Si le niveau du lac est trop bas, les poissons ne viennent pas
Habituellement c’est en février que la période de pêche bat son plein pour tous les Cambodgiens. Mais 2020 déroge à la règle. Tous les villageois sont formels : c’est une mauvaise année. « D’habitude l’eau devrait monter à 6 mètres au-dessus du sol explique tristement Virak, un jeune pêcheur. Mais cette année la montée des eaux est arrivée très tard. Et les poissons ne viennent pas si le niveau est trop bas. » En effet, le lac se jette dans le Mékong pendant la saison sèche. Avec l’arrivée des moussons en mai, les pluies diluviennes gonflent le fleuve et inversent le courant de la rivière. L’excédent vient alors se déverser dans les mangroves et fournir aux Cambodgiens près de 100 000 tonnes de poissons chaque année. Mais le Mékong a atteint cette année un niveau historiquement bas : le cours du « grand lac » s’est inversé avec trois mois de retard, conséquence du réchauffement climatique et du nombre croissant de barrages hydroélectriques construits au Cambodge et au Vietnam.

La pêche traditionnelle face à la concurrence déloyale
La baisse du niveau de l’eau n’est pas la seule cause de la raréfaction du principal revenu des habitants. Malgré l’interdiction depuis 2012 de pratiquer la pêche à grande échelle sur le lac, beaucoup de chalutiers font fi de la réglementation. Virak dénonce cette concurrence déloyale : « Ici, on travaille comme le faisaient nos ancêtres. Mais sur le lac certains pratiquent la pêche électrique. Alors oui c’est efficace pour eux mais il ne nous reste plus rien pour vivre » s’écrit le Cambodgien. Sa plus grande crainte ? Ne plus réussir à rembourser son crédit et devoir vendre son bateau. « Mon fils a 8 ans et j’aimerais qu’il continue l’école. Mais à ce rythme on n’aura bientôt plus les moyens ».

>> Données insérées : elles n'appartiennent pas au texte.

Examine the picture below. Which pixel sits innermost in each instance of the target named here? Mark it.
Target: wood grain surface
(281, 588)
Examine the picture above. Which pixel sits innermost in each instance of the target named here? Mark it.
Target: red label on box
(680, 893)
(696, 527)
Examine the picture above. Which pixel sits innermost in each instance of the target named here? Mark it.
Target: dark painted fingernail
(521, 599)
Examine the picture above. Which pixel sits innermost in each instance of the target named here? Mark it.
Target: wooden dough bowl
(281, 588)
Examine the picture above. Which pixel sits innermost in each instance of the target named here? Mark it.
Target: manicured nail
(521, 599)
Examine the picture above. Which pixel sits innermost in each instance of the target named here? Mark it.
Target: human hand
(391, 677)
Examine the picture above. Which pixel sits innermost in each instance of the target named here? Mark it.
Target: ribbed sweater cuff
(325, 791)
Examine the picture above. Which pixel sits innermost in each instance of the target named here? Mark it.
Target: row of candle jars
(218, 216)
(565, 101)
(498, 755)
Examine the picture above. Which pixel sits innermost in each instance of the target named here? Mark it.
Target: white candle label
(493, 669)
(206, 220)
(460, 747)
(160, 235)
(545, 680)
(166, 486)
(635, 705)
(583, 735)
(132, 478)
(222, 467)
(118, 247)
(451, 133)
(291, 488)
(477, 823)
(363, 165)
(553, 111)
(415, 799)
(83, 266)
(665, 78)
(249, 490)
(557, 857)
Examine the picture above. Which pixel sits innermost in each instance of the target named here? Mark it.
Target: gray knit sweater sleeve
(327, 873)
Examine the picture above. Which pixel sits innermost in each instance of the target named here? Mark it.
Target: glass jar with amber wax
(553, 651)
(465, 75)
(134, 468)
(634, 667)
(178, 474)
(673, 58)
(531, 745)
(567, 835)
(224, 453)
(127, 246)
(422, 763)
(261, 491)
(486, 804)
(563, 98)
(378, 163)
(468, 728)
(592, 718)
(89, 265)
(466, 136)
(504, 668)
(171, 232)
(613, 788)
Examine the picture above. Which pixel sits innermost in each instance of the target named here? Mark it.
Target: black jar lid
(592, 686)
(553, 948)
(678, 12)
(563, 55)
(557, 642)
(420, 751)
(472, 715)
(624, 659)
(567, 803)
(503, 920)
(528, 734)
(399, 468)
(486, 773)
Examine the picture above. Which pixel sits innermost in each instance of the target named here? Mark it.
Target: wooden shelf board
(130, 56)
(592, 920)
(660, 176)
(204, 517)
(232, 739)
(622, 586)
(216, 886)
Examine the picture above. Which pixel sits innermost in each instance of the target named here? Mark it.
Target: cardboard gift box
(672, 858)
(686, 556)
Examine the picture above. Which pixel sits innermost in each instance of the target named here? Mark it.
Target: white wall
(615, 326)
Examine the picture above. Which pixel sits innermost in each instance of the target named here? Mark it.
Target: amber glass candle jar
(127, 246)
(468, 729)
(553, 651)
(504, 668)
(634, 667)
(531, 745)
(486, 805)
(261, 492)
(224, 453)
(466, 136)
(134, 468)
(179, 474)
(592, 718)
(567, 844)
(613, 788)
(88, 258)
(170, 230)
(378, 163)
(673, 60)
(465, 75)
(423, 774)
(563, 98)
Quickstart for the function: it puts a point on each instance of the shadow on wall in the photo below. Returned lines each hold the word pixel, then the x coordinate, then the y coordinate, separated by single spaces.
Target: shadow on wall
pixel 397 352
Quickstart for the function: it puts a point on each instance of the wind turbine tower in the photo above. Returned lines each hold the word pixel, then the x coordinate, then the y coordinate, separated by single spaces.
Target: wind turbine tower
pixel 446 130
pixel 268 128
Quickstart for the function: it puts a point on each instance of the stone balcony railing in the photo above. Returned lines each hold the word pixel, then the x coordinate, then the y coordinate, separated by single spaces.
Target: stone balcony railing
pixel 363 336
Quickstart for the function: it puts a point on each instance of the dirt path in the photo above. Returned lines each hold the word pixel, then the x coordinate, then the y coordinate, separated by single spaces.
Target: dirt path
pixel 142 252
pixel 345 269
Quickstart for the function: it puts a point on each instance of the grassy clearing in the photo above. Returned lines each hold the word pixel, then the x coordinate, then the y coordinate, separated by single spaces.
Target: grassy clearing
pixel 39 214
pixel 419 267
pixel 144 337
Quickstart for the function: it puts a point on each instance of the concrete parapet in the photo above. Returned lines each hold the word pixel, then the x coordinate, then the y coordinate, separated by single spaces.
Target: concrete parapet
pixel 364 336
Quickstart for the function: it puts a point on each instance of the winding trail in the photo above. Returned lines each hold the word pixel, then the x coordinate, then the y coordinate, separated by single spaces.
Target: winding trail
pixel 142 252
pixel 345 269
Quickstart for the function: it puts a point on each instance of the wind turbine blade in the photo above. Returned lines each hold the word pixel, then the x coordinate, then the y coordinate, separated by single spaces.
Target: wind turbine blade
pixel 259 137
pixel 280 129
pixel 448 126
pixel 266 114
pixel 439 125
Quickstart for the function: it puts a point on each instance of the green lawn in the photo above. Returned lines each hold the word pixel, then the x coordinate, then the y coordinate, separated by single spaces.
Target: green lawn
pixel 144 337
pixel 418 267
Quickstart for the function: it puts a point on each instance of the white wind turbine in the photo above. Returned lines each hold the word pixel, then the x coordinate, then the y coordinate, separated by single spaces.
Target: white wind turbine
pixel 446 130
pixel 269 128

La pauvreté sur les berges
À Kampong Phluk, les maisons sur pilotis dominent une vaste étendue de terre rouge infertile dont la poussière vient couvrir les uniformes bleus et blancs usés des écoliers. Sous un soleil de plomb, les grands-parents réparent les coques des bateaux. Les femmes quant à elles finissent la lessive dans l’eau boueuse de la rivière, au milieu de canettes et autres déchets ménagers. Les poissons se faisant de plus en plus rares, la pauvreté gagne du terrain partout dans le village. « À mon époque on gagnait 100 000 riels ( 23€ ) par prise, mais maintenant mon fils gagne seulement 40 000 riels ( 9€ ) » précise Samri, un ancien pêcheur. La misère devient la réalité du quotidien.

Quid du tourisme ?
Les touristes semblent en revanche redonner une lueur d’espoir aux habitants et compenser la baisse des stocks de poissons. La rivière ne désemplit pas de bateaux touristiques. Yeam, père de famille, a abandonné son métier de pêcheur pour se consacrer à ce secteur fleurissant. Chaque jour, il emmène des vacanciers faire le tour du lac sur son bateau à moteur bleu. « Mon grand-père m’a appris à pêcher et moi j’apprendrai à mon fils à conduire des touristes. C’est moins traditionnel mais ça rapporte » plaisante-t-il en ramant. Mais il est inquiet : depuis l’arrivée du Covid-19 en Chine, les globe-trotters se font de plus en plus rares. Un événement qui risque d’avoir de lourdes conséquences sur l’économie déjà fragile du village.